David Marsden Best Paper Prize 2025


Jury members: Uschi Backes-Gellner, Wenzel Matiaske, Héloïse Petit

Preliminary remarks

We would like to start by saying that this year’s call for entries for the Best Paper Prize in memory of David Marsden was once again very successful with a total of 38 submissions. Following last year’s reform of the application process, entrants were asked to include a short covering letter explaining explicitly how their research relates to the work of David Marsden, specifying which aspects of his work influenced their own or how their work built upon his fundamental ideas. Submissions that were not complete were not considered.

After preselecting the remaining submissions with careful considerations of their thematic focus and relevance to the call, we were left with 11 very good submissions that, in our opinion, were thematically appropriate and closely related to David Marsden’s work. It should be noted that there were also high-quality research papers among the contributions that we did not include in the shortlist because their thematic alignment was insufficient. We would like to particularly acknowledge Karen Shire’s work in the first step, who was a great help in compiling the shortlist with her assessment of the reference to the call text.

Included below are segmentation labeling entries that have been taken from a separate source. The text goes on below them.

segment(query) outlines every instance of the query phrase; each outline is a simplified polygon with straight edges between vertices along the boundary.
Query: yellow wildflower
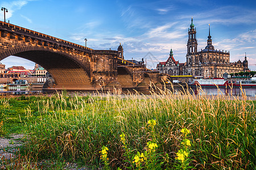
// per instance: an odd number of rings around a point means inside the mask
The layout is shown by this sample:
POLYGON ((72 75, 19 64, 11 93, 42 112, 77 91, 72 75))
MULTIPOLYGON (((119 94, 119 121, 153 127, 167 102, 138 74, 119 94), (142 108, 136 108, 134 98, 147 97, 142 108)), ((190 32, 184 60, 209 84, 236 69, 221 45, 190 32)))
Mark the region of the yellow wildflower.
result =
POLYGON ((183 162, 184 160, 184 155, 183 155, 183 154, 181 154, 179 152, 177 153, 177 157, 175 158, 176 159, 181 160, 182 162, 183 162))
POLYGON ((182 142, 181 144, 184 144, 185 146, 191 146, 191 143, 190 143, 190 141, 189 141, 189 139, 184 139, 184 142, 182 142))
POLYGON ((150 150, 152 150, 154 149, 156 147, 158 147, 158 146, 156 143, 151 142, 149 142, 147 143, 147 146, 148 146, 148 148, 150 148, 150 150))
POLYGON ((155 126, 155 125, 156 125, 156 121, 155 120, 154 120, 154 119, 150 120, 147 122, 147 123, 149 125, 152 125, 153 126, 155 126))
POLYGON ((120 141, 121 141, 123 144, 125 144, 125 134, 124 134, 123 133, 122 133, 122 134, 120 135, 120 137, 121 137, 120 141))
POLYGON ((183 152, 183 154, 185 156, 188 157, 188 152, 187 152, 186 151, 184 151, 183 152))
POLYGON ((139 161, 139 157, 138 155, 136 155, 135 156, 134 156, 134 162, 135 163, 137 163, 139 161))
POLYGON ((188 134, 190 133, 190 130, 187 129, 186 128, 184 128, 181 129, 181 132, 184 134, 184 135, 187 135, 188 134))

All jury members carefully read all remaining 11 papers, exchanged their assessments, and consolidated the results. After a second reading round, the jury discussed again the shortened list of papers in an online meeting. In view of the high quality and originality of the papers, the selection was not easy. We would like to sincerely thank all participants for their contributions and for giving us the opportunity to engage with their work. We have learnt a great deal.

The studies covered a broad spectrum of topics: trade union policy and employee ownership, barriers to labor market access, discrimination in organisations with regard to gender inequality, and new forms of platform-based work — keywords that illustrate the wealth of topics. Methodologically, too, the entire range of social science methodology can be found: standardised and unstandardised data, case studies and large-scale surveys, qualitative and quantitative data analyses.

However, we observed that occasionally the methodological sophistication overshadowed the theoretical work or research question. The methodological standards, particularly in data analysis, were consistently high and should be welcomed by the academic community. However, when such methodological sophistication comes at the expense of theoretical depth and conceptual developments of research questions — when research is not only inspired but driven by data — this development deserves critical reflection.

The prize

Ultimately, a decision had to be made. This year’s prize goes to a researcher who investigates alternative career paths beyond formal academic education and titles, on the one hand, and employer recruitment criteria of employers on the other. It is Mariana Oseguera’s (University of Toronto) paper on “Tearing the paper ceiling? Alternative Routes in Contemporary Labor Markets.”

Against the backdrop of economic barriers limiting access to academic education, this topic is particularly relevant for countries whose higher education systems involve substantial — both direct and indirect — educational costs for students. In addition, in labour markets facing skill shortages, employers would benefit from enlarging their pool of potentially suitable candidates and thereby reduce the false negatives in the selection process. Labour markets, education and organisations — the central topics in David Marsden’s work as well as in SASE Network G, of which David was a founder — are effectively combined and examined in a contemporary setting.

Mariana Oseguera’s paper studies alternative routes in contemporary labour markets through an innovative field experiment. Such alternative routes to higher education and the signal of a formal degree are characterised by aspects such as on-the-job learning, training programs, or micro-credentials (short, skill-specific certifications). Based on profiles from specialised social networks and job portals, the author constructs CVs that vary systematically in the duration of on-the-job learning, the status of the supposed employer and the micro-credentials earned. The stereotypes of gender and race are also taken into account.

Almost 18,000 applications for jobs in software engineering and marketing were then submitted via online job boards (Indeed, Monster, and company boards). The “callback rates” for these hypothetical candidates to the job openings were subsequently measured. On average, candidates with alternative routes received about 28% fewer callbacks than those with a formal educational title as a signal. This finding is moderated by varying characteristics such as the duration of on-the-job training. Interestingly, discrimination based on gender and race (measured by lower callback rates) is significantly lower for applicants coming from alternative routes.

Beyond this specific research question, Mariana Oseguera’s research also highlights key aspects of digital HRM that will become increasingly relevant in the future, and her innovative research design provides valuable methods for measuring the permeability of application processes and the value of educational capital, offering fruitful avenues for further research.

In sum, this paper embodies the core aims of the David Marsden Prize: it addresses a topic of high contemporary relevance at the intersection of labour markets, education, and organizational practices; it is grounded in rigorous empirical analysis; and it connects back meaningfully to the intellectual legacy of David Marsden by advancing our understanding of how institutional structures shape individual labour market opportunities. As such, it stands as a model of the kind of scholarship this prize was established to honour.

We warmly congratulate Mariana Oseguera.